Confirm auth_service able to support groups with ten thousand users

[GoogleCodeExporter]

It is unknown if auth_service will correctly handle relativel large groups, 
which could become needed relatively soon.

https://code.google.com/p/swarming/source/browse/appengine/components/components
/auth/model.py
Entity AuthGroup would become large, could exceed the 1Mb limit. One workaround 
is to use a LocalStructuredProperty(compressed=True) since the identities are 
very compressible.

IdentityProperty is relatively small itself, a user will be 
"user:foobar@google.com". So 16 bytes of *constant overhead* and N bytes of 
actual data, where N is between 1 and ~12 with an estimated average of ~6. We 
can basically assume the 16 bytes will completely be compressed away, so 
compression should be very effective. Still, this means the AppEngine instances 
needs to keep the uncompressed data in memory so this needs to be take in 
account. 10000 accounts with 20 bytes of memory usage (that's optimistic) gives 
~200kb of memory usage. More realistically it would be around 2Mb of memory, 
that's python after all. Still, the entity would likely still be under 1Mb but 
there would probably not be enough space for 20000 users. The other cost is 
serialization speed for replication that needs to be confirmed.

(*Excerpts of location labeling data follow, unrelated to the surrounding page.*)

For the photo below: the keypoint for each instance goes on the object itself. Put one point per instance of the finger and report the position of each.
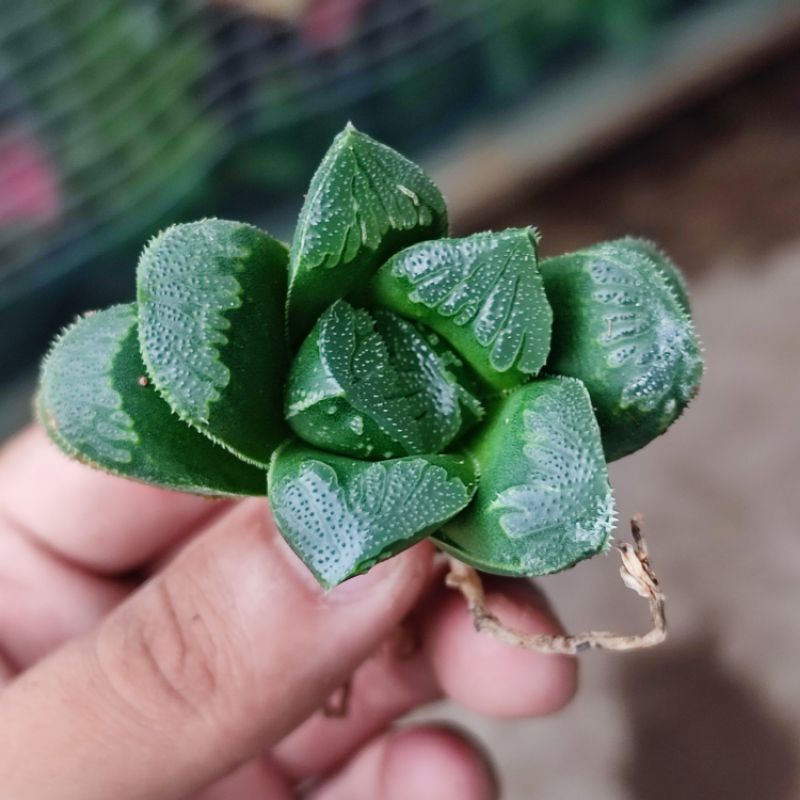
(256, 780)
(45, 600)
(488, 676)
(424, 763)
(6, 670)
(96, 520)
(388, 685)
(210, 663)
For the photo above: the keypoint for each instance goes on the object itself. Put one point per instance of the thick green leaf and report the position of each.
(544, 501)
(482, 293)
(211, 303)
(98, 406)
(621, 327)
(342, 516)
(661, 261)
(375, 388)
(365, 202)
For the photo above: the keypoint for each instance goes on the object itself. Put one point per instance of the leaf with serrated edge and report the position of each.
(482, 293)
(365, 202)
(342, 516)
(97, 405)
(621, 327)
(374, 388)
(544, 501)
(211, 296)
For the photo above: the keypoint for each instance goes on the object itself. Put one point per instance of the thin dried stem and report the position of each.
(637, 574)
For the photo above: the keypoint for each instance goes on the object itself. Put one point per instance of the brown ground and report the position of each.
(715, 712)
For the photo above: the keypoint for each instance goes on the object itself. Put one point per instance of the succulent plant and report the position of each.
(380, 381)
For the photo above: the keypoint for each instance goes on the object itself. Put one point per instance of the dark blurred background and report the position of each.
(673, 119)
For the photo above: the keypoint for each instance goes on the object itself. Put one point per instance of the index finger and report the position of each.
(102, 522)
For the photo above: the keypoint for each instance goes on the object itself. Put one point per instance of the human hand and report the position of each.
(162, 646)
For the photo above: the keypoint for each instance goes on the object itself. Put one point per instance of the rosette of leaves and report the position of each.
(379, 380)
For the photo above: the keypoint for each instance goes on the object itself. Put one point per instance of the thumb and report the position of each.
(212, 661)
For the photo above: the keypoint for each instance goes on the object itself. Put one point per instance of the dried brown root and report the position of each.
(637, 574)
(337, 705)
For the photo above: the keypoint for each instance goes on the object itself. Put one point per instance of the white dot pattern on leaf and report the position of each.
(490, 283)
(187, 287)
(79, 391)
(565, 502)
(389, 373)
(643, 329)
(386, 192)
(338, 523)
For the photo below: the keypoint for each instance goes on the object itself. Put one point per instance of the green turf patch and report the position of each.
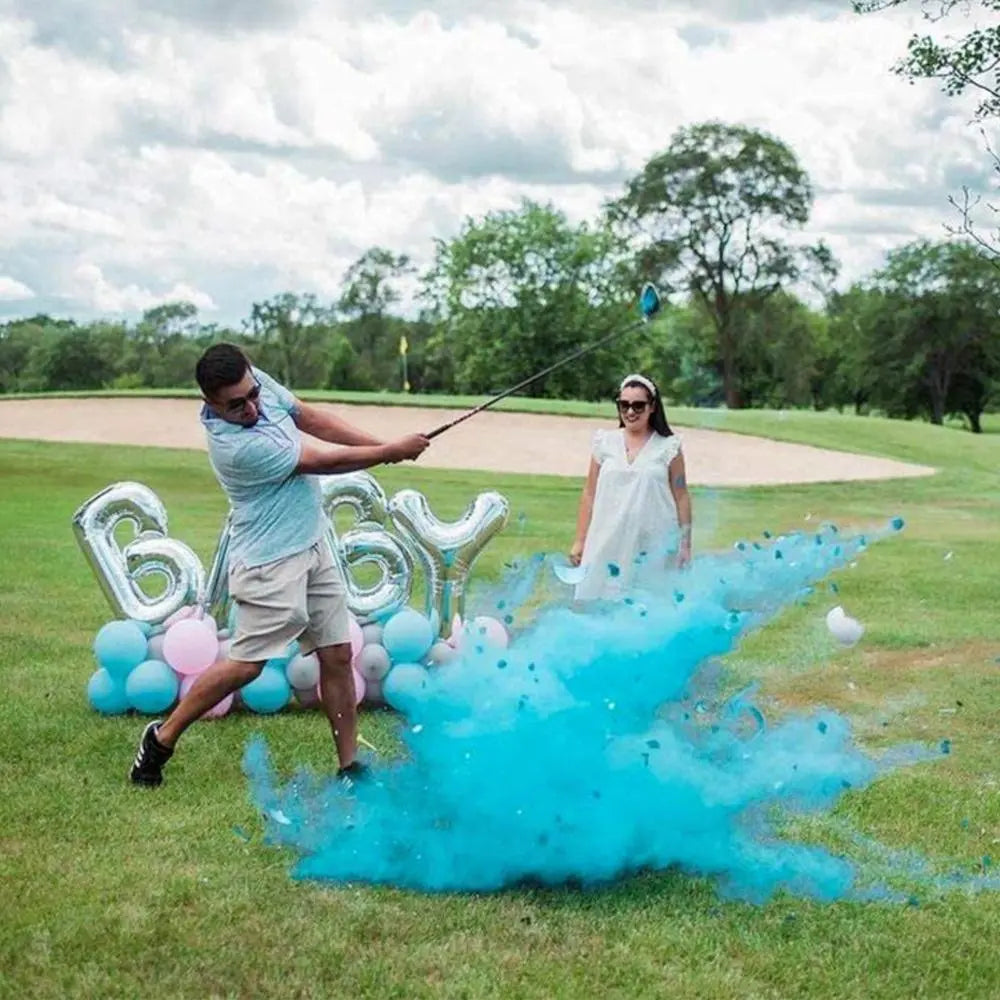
(111, 892)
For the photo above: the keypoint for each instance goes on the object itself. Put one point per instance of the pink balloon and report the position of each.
(357, 639)
(216, 711)
(190, 646)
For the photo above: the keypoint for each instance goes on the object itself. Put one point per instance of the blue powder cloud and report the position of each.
(596, 746)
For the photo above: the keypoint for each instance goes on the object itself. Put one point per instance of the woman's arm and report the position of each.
(327, 426)
(677, 477)
(584, 513)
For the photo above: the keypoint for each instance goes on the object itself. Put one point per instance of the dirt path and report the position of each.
(495, 442)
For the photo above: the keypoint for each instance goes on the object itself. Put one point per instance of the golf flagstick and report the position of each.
(649, 306)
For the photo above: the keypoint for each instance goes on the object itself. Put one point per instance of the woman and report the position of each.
(635, 512)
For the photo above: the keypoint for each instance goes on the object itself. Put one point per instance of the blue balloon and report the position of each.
(120, 647)
(268, 692)
(152, 687)
(408, 636)
(105, 694)
(405, 686)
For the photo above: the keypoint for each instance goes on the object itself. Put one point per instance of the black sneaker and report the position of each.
(353, 773)
(147, 768)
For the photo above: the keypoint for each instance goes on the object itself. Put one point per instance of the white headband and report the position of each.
(643, 381)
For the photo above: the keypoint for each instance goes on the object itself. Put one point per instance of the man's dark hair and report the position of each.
(220, 366)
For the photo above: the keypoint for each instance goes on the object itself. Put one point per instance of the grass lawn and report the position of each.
(107, 891)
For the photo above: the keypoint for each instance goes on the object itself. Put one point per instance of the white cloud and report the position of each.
(229, 154)
(93, 289)
(12, 290)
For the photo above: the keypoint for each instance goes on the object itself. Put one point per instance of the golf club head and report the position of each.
(649, 301)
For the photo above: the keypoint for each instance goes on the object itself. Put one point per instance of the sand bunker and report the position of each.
(494, 442)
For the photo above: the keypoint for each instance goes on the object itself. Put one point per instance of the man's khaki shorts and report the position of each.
(300, 597)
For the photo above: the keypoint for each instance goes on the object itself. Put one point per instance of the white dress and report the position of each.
(634, 523)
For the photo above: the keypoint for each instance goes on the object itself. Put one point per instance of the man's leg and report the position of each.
(329, 633)
(156, 745)
(221, 679)
(270, 612)
(336, 682)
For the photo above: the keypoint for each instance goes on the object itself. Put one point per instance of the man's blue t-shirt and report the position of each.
(275, 512)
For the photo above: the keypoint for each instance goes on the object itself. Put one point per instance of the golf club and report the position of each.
(649, 306)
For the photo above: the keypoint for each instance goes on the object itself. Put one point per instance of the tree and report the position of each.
(713, 214)
(970, 63)
(161, 351)
(296, 336)
(782, 353)
(369, 293)
(939, 334)
(516, 290)
(853, 328)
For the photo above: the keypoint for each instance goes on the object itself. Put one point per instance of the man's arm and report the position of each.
(321, 459)
(323, 424)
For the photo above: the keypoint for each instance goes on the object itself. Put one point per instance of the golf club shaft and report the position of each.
(534, 378)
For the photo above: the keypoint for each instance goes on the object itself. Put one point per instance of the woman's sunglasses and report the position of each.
(637, 407)
(239, 404)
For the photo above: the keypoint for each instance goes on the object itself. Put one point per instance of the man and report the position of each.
(267, 448)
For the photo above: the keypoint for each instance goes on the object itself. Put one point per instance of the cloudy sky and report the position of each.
(221, 151)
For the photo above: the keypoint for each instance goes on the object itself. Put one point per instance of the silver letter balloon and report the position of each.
(367, 543)
(445, 551)
(121, 570)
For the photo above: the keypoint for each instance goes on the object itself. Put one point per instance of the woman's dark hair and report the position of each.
(222, 365)
(658, 418)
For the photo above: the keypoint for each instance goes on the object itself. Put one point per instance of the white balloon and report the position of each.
(570, 575)
(372, 634)
(373, 663)
(373, 693)
(441, 652)
(846, 630)
(303, 671)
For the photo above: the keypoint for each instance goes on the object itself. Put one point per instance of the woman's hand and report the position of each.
(684, 552)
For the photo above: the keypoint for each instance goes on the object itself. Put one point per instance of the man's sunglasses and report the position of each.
(637, 407)
(239, 404)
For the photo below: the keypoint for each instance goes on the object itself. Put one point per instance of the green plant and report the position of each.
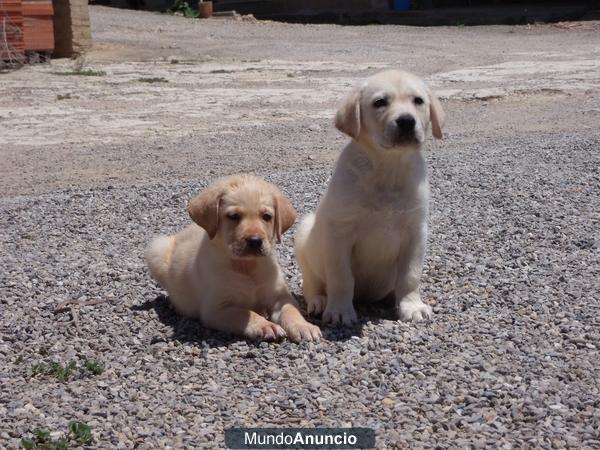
(54, 369)
(182, 7)
(82, 72)
(96, 367)
(221, 71)
(81, 433)
(153, 80)
(42, 441)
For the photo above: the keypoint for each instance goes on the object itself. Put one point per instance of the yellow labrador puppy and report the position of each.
(366, 239)
(223, 269)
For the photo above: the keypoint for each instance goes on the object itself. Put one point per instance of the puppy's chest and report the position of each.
(250, 290)
(386, 225)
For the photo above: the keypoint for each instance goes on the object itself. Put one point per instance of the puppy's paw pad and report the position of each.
(305, 331)
(414, 311)
(267, 331)
(340, 315)
(315, 305)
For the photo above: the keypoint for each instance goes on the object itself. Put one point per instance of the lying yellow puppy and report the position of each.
(223, 270)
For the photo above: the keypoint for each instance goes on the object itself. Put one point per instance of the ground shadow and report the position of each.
(367, 312)
(192, 331)
(185, 329)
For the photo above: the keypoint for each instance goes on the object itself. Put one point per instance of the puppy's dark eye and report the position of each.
(380, 103)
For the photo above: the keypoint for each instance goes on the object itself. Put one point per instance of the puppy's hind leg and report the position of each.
(409, 305)
(313, 288)
(314, 292)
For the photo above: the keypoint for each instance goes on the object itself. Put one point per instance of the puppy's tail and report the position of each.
(158, 256)
(303, 232)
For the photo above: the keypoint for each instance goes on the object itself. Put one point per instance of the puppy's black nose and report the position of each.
(406, 123)
(254, 242)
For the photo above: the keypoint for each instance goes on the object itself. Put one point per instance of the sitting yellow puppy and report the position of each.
(223, 270)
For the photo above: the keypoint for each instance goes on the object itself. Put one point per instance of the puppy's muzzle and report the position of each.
(405, 129)
(254, 245)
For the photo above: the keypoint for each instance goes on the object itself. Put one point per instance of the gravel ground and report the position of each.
(510, 358)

Taking in account we currently use instances with 256Mb or 512Mb of RAM, we 
should be fine on that side with this overhead.

Original issue reported on code.google.com by maruel@chromium.org on 23 Jan 2015 at 1:32

[GoogleCodeExporter]

Another issue that concerns me is that with current design a presence of a 
large group with impact performance of ALL replica services, for ALL requests, 
including ones that do not need this large group at all.

I had another idea that is relatively simple to implement and would remove 
limitation on the group size whatsoever.

Basically, instead of storing list of members in the AuthGroup entity inline, 
store it in another entity MemberListShard() with key == 
hash('\n'.join(members)) (i.e. content addressed, read only, outside of main 
Auth entity group). Then in AuthGroup itself store only references 
membersShards = [MemberListShard key1, MemberListShard key2, ...]. 
membersShards can infact be a "hash map" (e.g. to look up presence of user A, 
we need to fetch membersShards[hash("A") % 16].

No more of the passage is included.